Ora, como na quarta-feira de manhã eu lhe disse que estava mesmo quase, quase a cair, o Tomás declarou na escola que no dia seguinte já voltaria desdentado. Acontece que nessa noite cheguei muito tarde a casa, e quando ele se aproximou de boca arregalada para lhe tratar do dente eu chutei para canto e disse-lhe que era muito tarde e que ele podia sangrar muito...
O Tomás ficou desconsolado. Ele leva a sua palavra muito a sério, e se diz na escola que vai regressar sem dente, é mesmo para regressar sem dente - nem que seja preciso arrancar um de propósito. Resultado, na quinta de manhã, apareceu-me no quarto assim que acordou, e lá lhe dei uma traulitada no dente com ar de quem estava a fazer um tratamento dentário de elevadíssima dificuldade. Já com um dente a menos, foi de sorriso arreganhado para a escola, e se alguém passava por ele sem perceber a falta do dente, o Tomás encarregava-se logo de esclarecer a situação, mesmo que se tratasse de um desconhecido.

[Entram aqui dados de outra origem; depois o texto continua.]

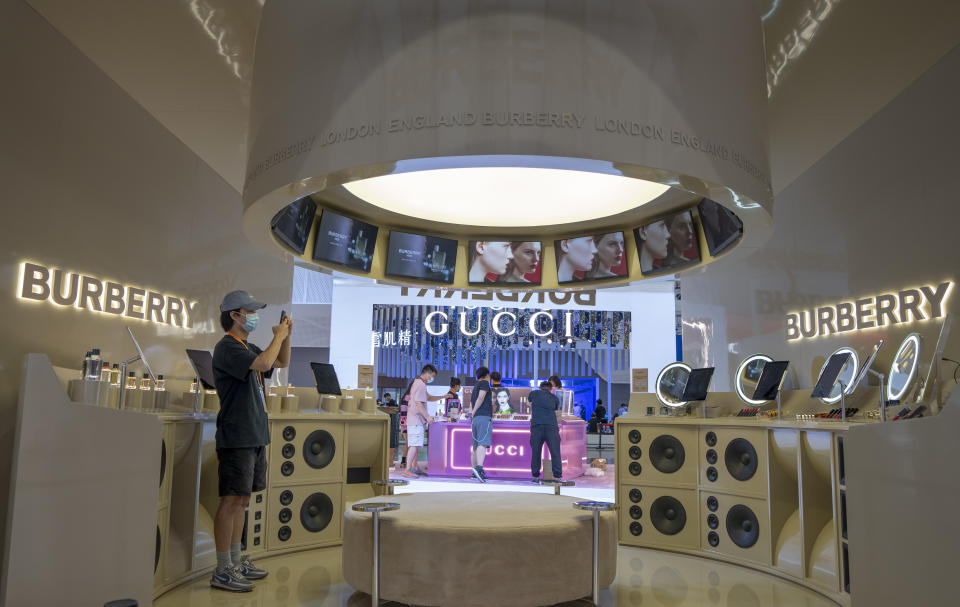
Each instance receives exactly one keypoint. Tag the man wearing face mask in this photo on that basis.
(243, 433)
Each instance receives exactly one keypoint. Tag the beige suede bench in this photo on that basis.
(480, 549)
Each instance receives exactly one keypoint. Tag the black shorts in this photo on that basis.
(242, 470)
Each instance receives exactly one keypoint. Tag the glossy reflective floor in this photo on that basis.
(645, 578)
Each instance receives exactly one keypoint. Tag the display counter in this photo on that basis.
(509, 456)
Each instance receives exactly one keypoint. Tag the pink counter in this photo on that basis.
(449, 445)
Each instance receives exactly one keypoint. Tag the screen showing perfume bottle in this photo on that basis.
(592, 257)
(345, 241)
(503, 261)
(426, 258)
(292, 224)
(667, 244)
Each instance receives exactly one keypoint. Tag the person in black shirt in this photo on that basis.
(481, 410)
(242, 429)
(544, 428)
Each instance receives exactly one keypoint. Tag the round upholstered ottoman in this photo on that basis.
(480, 549)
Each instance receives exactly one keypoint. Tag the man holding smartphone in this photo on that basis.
(243, 432)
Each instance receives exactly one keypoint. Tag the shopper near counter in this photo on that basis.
(545, 428)
(481, 410)
(417, 418)
(243, 432)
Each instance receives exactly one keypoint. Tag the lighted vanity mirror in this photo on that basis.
(671, 383)
(748, 375)
(903, 371)
(847, 377)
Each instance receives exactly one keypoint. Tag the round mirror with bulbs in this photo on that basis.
(903, 371)
(845, 380)
(748, 374)
(671, 383)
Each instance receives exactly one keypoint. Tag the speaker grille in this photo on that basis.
(163, 459)
(668, 515)
(319, 449)
(316, 512)
(743, 526)
(741, 459)
(711, 456)
(667, 454)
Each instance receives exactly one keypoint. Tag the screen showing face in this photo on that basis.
(504, 262)
(588, 258)
(345, 241)
(292, 224)
(424, 258)
(667, 244)
(721, 226)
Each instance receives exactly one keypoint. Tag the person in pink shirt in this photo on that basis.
(417, 418)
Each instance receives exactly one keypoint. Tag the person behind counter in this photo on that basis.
(242, 430)
(481, 427)
(544, 428)
(417, 417)
(391, 408)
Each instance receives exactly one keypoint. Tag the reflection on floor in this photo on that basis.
(645, 578)
(586, 487)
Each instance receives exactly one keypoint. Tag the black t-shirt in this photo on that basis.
(242, 421)
(486, 408)
(543, 407)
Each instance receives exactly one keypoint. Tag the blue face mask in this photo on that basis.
(253, 320)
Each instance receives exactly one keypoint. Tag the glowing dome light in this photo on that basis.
(516, 196)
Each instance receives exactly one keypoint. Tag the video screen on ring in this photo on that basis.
(425, 258)
(345, 241)
(721, 226)
(590, 258)
(497, 262)
(292, 224)
(667, 244)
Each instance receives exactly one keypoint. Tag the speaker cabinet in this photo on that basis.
(652, 455)
(168, 438)
(735, 526)
(306, 452)
(254, 531)
(734, 460)
(659, 517)
(160, 548)
(301, 515)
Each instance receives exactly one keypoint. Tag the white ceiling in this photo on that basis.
(831, 65)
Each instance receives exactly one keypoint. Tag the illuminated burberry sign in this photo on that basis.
(888, 309)
(62, 288)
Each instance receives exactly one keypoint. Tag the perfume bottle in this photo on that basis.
(359, 246)
(438, 260)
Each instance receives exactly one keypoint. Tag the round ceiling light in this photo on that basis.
(498, 196)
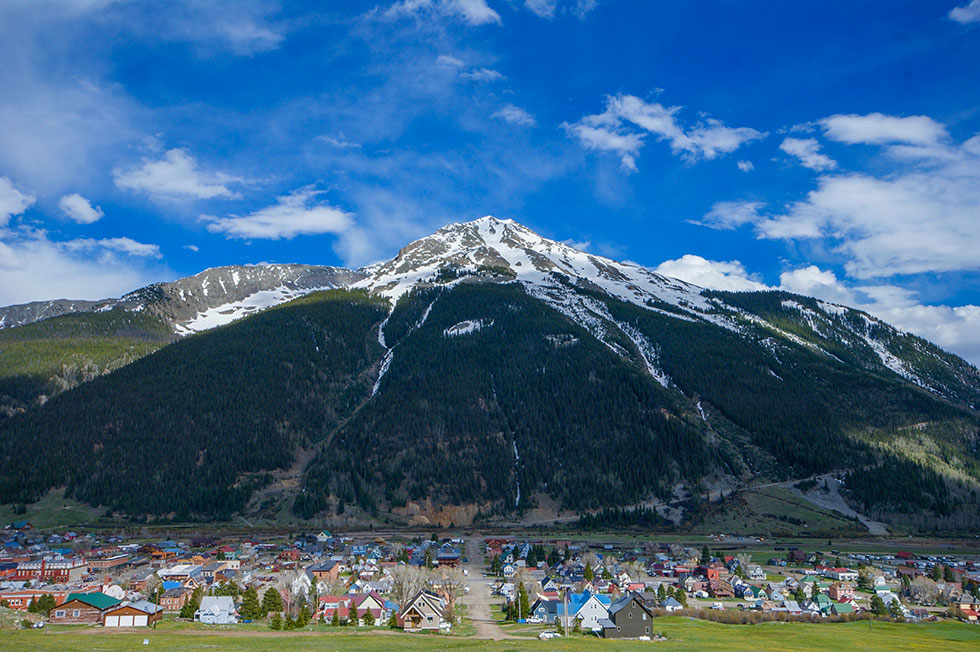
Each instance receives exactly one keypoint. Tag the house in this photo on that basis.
(132, 614)
(590, 609)
(628, 618)
(422, 612)
(369, 602)
(82, 609)
(216, 610)
(839, 591)
(173, 599)
(326, 572)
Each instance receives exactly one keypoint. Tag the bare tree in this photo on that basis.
(923, 590)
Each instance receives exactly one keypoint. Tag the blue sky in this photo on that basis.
(827, 148)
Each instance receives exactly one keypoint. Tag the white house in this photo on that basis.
(216, 610)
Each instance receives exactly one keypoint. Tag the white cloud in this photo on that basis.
(474, 12)
(449, 60)
(728, 215)
(954, 328)
(483, 75)
(625, 114)
(35, 268)
(126, 246)
(80, 209)
(807, 150)
(920, 218)
(543, 8)
(12, 201)
(176, 176)
(515, 115)
(713, 274)
(968, 13)
(293, 214)
(609, 139)
(880, 129)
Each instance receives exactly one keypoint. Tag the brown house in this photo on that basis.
(82, 609)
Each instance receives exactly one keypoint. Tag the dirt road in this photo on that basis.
(478, 601)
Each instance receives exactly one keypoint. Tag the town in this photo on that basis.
(455, 585)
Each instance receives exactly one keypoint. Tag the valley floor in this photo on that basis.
(681, 634)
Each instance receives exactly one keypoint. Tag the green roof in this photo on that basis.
(97, 600)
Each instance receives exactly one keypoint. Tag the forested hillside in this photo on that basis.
(177, 431)
(47, 357)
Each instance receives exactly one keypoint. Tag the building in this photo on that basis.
(82, 609)
(216, 610)
(422, 612)
(53, 571)
(132, 614)
(628, 618)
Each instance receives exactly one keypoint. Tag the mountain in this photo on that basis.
(487, 372)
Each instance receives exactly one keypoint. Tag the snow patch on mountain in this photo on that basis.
(466, 327)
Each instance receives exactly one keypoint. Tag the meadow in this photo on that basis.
(681, 634)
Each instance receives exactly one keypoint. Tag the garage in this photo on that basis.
(133, 614)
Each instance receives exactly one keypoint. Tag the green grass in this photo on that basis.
(52, 511)
(682, 635)
(779, 511)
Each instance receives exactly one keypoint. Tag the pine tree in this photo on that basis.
(271, 601)
(193, 604)
(251, 607)
(878, 606)
(895, 609)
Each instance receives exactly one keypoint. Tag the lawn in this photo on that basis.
(682, 634)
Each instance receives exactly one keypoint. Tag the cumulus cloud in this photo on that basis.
(713, 274)
(880, 129)
(515, 115)
(80, 209)
(35, 268)
(627, 118)
(921, 217)
(968, 13)
(954, 328)
(483, 75)
(176, 175)
(293, 214)
(473, 12)
(126, 246)
(729, 215)
(543, 8)
(807, 150)
(12, 201)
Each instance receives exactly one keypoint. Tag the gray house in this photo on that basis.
(216, 610)
(628, 618)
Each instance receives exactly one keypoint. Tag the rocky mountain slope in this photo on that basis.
(486, 370)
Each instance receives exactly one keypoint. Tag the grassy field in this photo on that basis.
(688, 635)
(52, 511)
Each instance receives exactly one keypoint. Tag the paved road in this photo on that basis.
(479, 600)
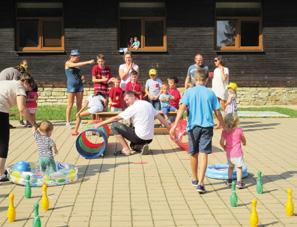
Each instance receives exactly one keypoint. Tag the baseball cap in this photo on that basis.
(152, 71)
(74, 52)
(233, 86)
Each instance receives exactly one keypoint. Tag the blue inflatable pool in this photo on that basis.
(220, 171)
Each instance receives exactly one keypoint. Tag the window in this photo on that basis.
(239, 26)
(146, 21)
(39, 26)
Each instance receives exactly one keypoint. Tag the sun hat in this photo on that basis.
(233, 86)
(74, 52)
(152, 71)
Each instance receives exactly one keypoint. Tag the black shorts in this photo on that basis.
(4, 134)
(128, 133)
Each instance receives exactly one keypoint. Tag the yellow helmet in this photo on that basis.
(233, 86)
(152, 72)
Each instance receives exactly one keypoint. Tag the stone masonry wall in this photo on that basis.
(246, 96)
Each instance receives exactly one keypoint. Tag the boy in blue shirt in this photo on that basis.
(201, 102)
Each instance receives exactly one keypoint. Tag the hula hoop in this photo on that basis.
(87, 151)
(66, 174)
(220, 171)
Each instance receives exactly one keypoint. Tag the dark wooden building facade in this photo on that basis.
(257, 39)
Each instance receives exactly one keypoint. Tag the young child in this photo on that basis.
(231, 105)
(136, 43)
(116, 96)
(231, 139)
(95, 104)
(46, 147)
(152, 88)
(31, 103)
(134, 85)
(172, 81)
(165, 98)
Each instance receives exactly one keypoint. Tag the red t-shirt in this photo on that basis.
(99, 73)
(135, 87)
(175, 101)
(31, 99)
(116, 96)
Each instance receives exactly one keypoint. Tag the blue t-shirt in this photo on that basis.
(153, 86)
(193, 69)
(201, 102)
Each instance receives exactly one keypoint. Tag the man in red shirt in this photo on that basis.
(101, 76)
(134, 85)
(116, 97)
(172, 81)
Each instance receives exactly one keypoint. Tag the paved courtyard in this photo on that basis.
(155, 190)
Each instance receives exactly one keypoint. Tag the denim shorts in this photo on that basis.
(200, 140)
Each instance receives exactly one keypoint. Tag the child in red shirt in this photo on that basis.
(172, 81)
(116, 97)
(101, 76)
(31, 104)
(134, 85)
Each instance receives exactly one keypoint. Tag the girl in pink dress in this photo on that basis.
(231, 139)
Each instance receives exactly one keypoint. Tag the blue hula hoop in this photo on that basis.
(96, 152)
(220, 171)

À tarde é que foram elas! Ele pediu-me para dizer à fadinha dos dentes que queria uns mini-soldadinhos da Segunda Guerra Mundial em troca do dente. O Tomás é o miúdo mais pacífico do mundo, mas adora fazer lutas e guerras com mini-soldadinhos desde que descobriu que esta era a brincadeira favorita do pai quando era pequeno. Como o João tinha ido para o Porto, eu não podia sair à noite para os procurar, e por isso tive de enfrentar umas filas de trânsito gigantes ao fim da tarde para conseguir ir ao Corte Inglès à procura deles na secção de modelismo.

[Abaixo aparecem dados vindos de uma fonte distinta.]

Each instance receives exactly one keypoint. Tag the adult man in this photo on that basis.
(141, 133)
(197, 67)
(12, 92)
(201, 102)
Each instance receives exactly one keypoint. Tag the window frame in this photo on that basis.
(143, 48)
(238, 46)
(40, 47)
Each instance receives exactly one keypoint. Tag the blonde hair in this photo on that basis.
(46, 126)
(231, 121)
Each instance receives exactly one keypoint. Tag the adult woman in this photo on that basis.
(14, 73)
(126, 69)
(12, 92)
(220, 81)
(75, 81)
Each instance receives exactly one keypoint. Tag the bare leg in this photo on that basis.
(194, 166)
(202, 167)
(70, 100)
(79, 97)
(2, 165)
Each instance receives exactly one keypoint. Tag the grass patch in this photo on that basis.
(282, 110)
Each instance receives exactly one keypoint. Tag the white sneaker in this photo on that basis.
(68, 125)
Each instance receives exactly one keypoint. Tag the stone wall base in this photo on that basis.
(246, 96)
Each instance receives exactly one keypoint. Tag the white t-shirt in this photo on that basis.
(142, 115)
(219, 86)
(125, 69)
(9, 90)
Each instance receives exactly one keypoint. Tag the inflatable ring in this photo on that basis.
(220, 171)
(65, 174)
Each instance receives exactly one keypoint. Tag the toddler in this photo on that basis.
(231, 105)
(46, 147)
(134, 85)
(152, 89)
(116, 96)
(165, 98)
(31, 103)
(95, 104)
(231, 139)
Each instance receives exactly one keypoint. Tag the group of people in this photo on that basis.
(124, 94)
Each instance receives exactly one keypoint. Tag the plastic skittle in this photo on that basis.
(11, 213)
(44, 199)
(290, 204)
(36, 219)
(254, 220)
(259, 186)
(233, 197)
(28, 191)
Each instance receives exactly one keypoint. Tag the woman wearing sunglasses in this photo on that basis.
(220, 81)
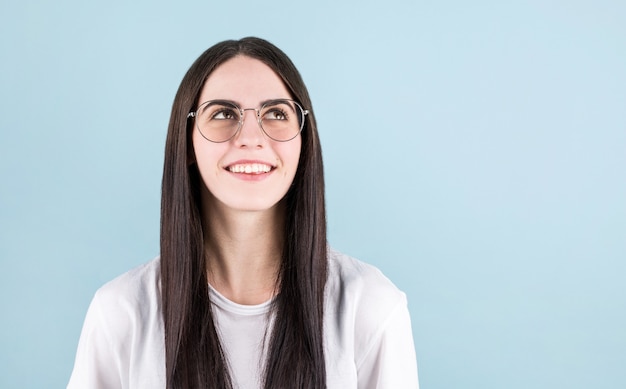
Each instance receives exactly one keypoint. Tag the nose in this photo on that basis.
(250, 134)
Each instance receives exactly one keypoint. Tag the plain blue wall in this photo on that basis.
(474, 151)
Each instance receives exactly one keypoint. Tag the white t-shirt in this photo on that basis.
(367, 332)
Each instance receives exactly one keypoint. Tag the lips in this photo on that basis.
(249, 168)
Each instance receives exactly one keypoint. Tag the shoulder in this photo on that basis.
(361, 298)
(132, 287)
(368, 325)
(129, 300)
(361, 281)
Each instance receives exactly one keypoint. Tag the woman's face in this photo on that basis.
(249, 172)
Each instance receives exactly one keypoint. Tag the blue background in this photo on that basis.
(474, 151)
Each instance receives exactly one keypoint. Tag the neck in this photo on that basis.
(244, 251)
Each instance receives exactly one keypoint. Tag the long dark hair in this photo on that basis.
(194, 357)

Valeu a pena. Apesar de ter atrasado todas as tarefas do fim do dia, ao menos já tinha uma prenda em casa no momento em que ele foi buscar o dente à caixinha onde o tinha guardado de manhã. Claro que o Tomás andou agarrado ao dente até se deitar, e a páginas tantas já pensava que o tinha perdido no meio dos brinquedos. Virámos as caixas, comigo mais ansiosa do que ele para ao menos compensar o esforço da ida ao El Corte Inglés, e finalmente o dente lá apareceu. A normalidade foi reposta, e o Gui (só ele é que se lembra destas coisas) pediu para deixar a porta do quarto aberta para a fadinha entrar.
De manhã, mal abriu um olho, o Tomás agarrou na prenda que estava debaixo da almofada e anunciou deliciosamente que a fadinha dos dentes tinha muito bom gosto, porque tinha escolhido os soldadinhos das divisões Panzer alemãs, exactamente os que o papá andava a mostrar nas
aulas sobre a Segunda Guerra Mundial durante a hora do jantar. "Muito esperta, a fadinha", disse ele.

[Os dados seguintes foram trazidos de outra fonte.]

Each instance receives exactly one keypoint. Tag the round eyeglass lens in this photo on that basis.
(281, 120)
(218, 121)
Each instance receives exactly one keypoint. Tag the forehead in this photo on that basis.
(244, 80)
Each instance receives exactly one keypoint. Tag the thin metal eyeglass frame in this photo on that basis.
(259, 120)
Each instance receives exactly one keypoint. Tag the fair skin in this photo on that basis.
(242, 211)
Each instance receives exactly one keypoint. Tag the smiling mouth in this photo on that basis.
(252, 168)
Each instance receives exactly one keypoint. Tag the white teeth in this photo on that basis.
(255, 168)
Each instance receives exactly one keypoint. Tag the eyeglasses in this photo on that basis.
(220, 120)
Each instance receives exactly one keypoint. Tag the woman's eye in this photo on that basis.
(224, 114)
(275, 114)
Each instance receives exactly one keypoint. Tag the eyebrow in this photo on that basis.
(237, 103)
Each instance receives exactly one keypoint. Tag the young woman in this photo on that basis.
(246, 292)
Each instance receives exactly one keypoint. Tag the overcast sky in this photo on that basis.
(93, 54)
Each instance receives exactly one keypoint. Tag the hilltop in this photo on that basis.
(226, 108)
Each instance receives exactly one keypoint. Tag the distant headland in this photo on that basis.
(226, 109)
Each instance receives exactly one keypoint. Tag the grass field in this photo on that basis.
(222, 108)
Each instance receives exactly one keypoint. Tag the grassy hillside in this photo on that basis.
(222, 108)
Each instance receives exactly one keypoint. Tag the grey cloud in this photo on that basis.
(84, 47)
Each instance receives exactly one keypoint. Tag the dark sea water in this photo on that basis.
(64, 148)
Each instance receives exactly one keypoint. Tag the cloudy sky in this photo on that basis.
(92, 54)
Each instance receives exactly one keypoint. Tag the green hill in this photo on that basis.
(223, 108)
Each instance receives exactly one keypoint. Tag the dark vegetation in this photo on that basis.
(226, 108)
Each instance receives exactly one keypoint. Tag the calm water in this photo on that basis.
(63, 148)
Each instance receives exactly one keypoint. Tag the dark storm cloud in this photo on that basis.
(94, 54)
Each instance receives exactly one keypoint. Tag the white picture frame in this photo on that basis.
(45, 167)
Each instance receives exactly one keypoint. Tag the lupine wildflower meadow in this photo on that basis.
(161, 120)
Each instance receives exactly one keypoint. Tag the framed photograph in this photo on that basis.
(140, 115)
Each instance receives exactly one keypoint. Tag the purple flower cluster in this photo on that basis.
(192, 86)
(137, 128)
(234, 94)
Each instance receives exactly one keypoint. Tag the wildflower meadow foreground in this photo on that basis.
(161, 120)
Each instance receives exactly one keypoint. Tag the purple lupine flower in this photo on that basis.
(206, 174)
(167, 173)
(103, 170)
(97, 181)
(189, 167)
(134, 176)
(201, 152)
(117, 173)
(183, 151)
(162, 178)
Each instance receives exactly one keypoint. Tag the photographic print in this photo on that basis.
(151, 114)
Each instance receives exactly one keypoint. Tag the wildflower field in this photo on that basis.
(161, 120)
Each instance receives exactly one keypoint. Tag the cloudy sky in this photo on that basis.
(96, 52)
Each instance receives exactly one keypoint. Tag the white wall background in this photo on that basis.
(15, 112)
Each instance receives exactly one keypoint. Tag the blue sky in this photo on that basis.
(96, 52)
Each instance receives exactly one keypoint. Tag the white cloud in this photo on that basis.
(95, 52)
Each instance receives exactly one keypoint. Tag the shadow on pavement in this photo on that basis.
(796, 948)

E nem quando o papá chegou e se disse espantado por a mamã ter encontrado exactamente os soldadinhos Panzer, o Tomás se atrapalhou: "Ó papá, não foi a mamã! Foi a fadinha dos dentes!" A força da magia dentária é muito forte nesta casa. Mantê-la dá bastante trabalho, como se vê, e obriga a raides apressados a centros comerciais. Mas, no final, o esforço compensa.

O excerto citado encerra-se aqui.